O processo inflamatório pode causar uma série de reações no organismo, inclusive a inflamação na região do apêndice — caso de Eduarda.

Complicações após a cirurgia, como o líquido vazando na barriga, também podem ter ligação com a doença.

O lúpus é um camaleão porque tem muitas facetas e pode surpreender de várias formas. Para fazer um diagnóstico é difícil. O tratamento feito pelo reumatologista leva o paciente com a doença muito ativa a uma remissão. Mas a doença acarretada por um desequilíbrio do nosso sistema imune não tem cura. Ana Patrícia Nascimento

A doença pode se manifestar de várias formas.

A doença é causada por uma falha de algumas proteínas, dos soldados que deveriam nos proteger de depredadores. É um quadro contra o colágeno. A doença tem uma multiplicidade muito grande de manifestações, porque o colágeno é distribuído por inúmeros tecidos do nosso corpo, por isso, ela tem essa capacidade de causar muitos danos em diferentes órgãos, que podem ser isolados ou simultâneos. Ana Patricia Nascimento

Diversos fatores combinados podem desencadear o lúpus, segundo Ana Patrícia.

  • exposição solar excessiva;
  • infecções virais, como mononucleose (conhecida como doença do beijo);
  • dormir mal;
  • estresse em excesso;
  • existência de uma predisposição genética.

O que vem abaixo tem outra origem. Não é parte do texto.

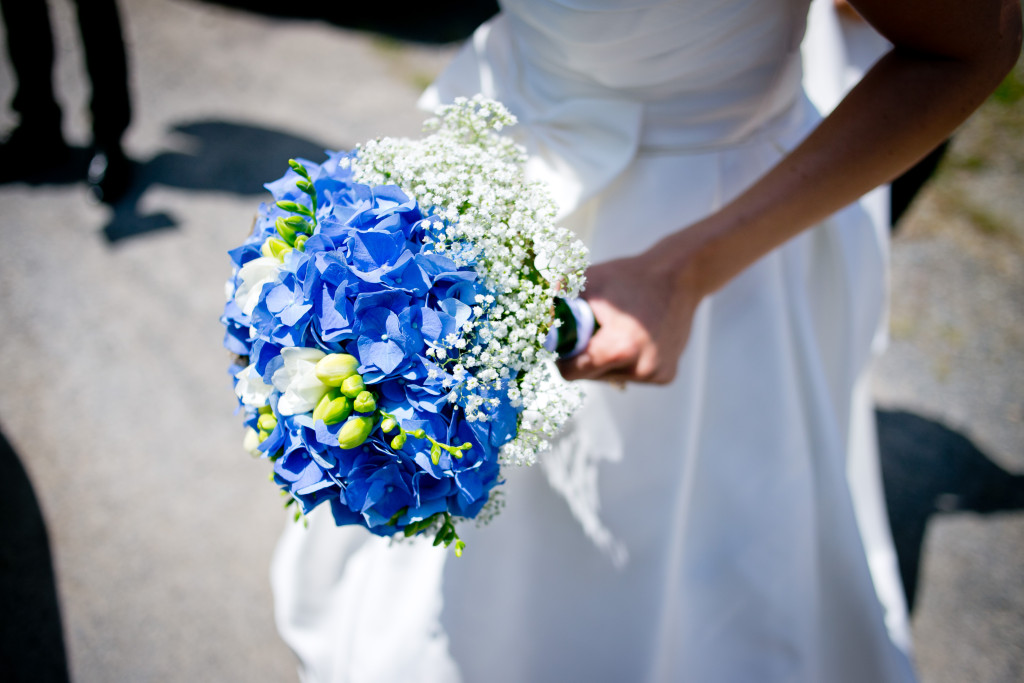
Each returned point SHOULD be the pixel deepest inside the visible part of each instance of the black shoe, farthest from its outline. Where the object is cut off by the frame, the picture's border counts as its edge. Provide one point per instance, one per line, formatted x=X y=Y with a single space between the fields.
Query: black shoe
x=33 y=154
x=110 y=174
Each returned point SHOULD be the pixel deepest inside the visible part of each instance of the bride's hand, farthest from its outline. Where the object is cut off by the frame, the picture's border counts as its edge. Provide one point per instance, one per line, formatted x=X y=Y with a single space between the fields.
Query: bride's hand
x=644 y=308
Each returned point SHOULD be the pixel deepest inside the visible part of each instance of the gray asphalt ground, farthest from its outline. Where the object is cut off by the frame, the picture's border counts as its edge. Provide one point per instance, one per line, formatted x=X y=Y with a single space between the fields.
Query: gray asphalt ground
x=114 y=395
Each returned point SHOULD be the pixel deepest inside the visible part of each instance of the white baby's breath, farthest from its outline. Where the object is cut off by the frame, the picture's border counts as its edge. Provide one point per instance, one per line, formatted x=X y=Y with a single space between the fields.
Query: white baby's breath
x=491 y=217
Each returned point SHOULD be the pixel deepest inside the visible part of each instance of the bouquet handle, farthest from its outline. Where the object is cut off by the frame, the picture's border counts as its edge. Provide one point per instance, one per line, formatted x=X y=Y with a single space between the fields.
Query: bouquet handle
x=578 y=326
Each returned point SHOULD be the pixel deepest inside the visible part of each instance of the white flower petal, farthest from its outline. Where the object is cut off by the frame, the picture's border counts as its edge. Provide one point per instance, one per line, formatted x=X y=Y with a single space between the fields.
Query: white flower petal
x=252 y=276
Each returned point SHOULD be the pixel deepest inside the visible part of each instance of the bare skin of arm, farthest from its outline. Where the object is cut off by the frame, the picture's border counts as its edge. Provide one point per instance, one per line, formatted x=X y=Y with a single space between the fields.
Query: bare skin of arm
x=948 y=55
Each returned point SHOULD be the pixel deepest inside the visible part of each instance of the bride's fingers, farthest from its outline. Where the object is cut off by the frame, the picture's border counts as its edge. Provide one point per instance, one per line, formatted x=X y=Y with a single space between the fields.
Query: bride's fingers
x=604 y=354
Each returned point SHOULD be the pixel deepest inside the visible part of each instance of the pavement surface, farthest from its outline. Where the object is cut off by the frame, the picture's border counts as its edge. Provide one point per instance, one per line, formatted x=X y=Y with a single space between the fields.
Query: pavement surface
x=118 y=443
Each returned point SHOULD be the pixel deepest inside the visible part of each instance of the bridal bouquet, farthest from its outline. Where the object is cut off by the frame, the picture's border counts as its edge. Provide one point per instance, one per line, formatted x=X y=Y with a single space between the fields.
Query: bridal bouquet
x=390 y=312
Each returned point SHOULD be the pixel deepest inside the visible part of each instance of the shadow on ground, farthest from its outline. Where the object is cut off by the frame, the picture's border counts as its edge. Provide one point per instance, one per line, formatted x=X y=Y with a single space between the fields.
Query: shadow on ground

Você nasce com uma predisposição genética e passa por uma exposição, seja ambiental ou infecciosa, estilo de vida, e desenvolve a doença. Não necessariamente a pessoa nasce com o lúpus, mas pode desenvolver ao longo da vida. Ana Patrícia Nascimento

Mulheres têm nove vezes mais chance de desenvolver o lúpus, entre os 15 e 45 anos (período fértil), pelo fator hormonal. O estrógeno é um hormônio muito importante na vida fértil da mulher, e em altas doses também pode levar a um aparecimento do lúpus.

Diagnóstico e sintomas

Chegar ao diagnóstico completo pode demorar bastante por se tratar de uma doença rara. Por isso, muitas vezes o médico precisará fazer análises de diversos exames, entre eles de sangue, de imagem, biópsia, fazer um exame físico específico e analisar o histórico clínico do paciente.

De 80 a 90% dos pacientes começam com sintomas bem comuns a várias doenças inflamatórias. Entre eles a febre, fadiga, mal estar, lesões nas mucosas e na região do nariz, podendo aparecer também na área genital. A alopecia (ausência de fios) e uma lesão bem avermelhada, que começa em cima da maçã do rosto e vai até a boca, são sintomas fáceis de identificar em exames clínicos. Mas essa mancha, que parece uma borboleta, muitas vezes é confundida com rosácea. Ana Patricia Nascimento

Entre os sintomas menos comuns, estão depressão e dor de cabeça. Já entre os mais comuns, estão dor articular e fadiga. Assim como a Eduarda, quando um paciente com lúpus passa por um processo inflamatório, é mais difícil para seu organismo se reintegrar e fazer uma cicatrização adequada.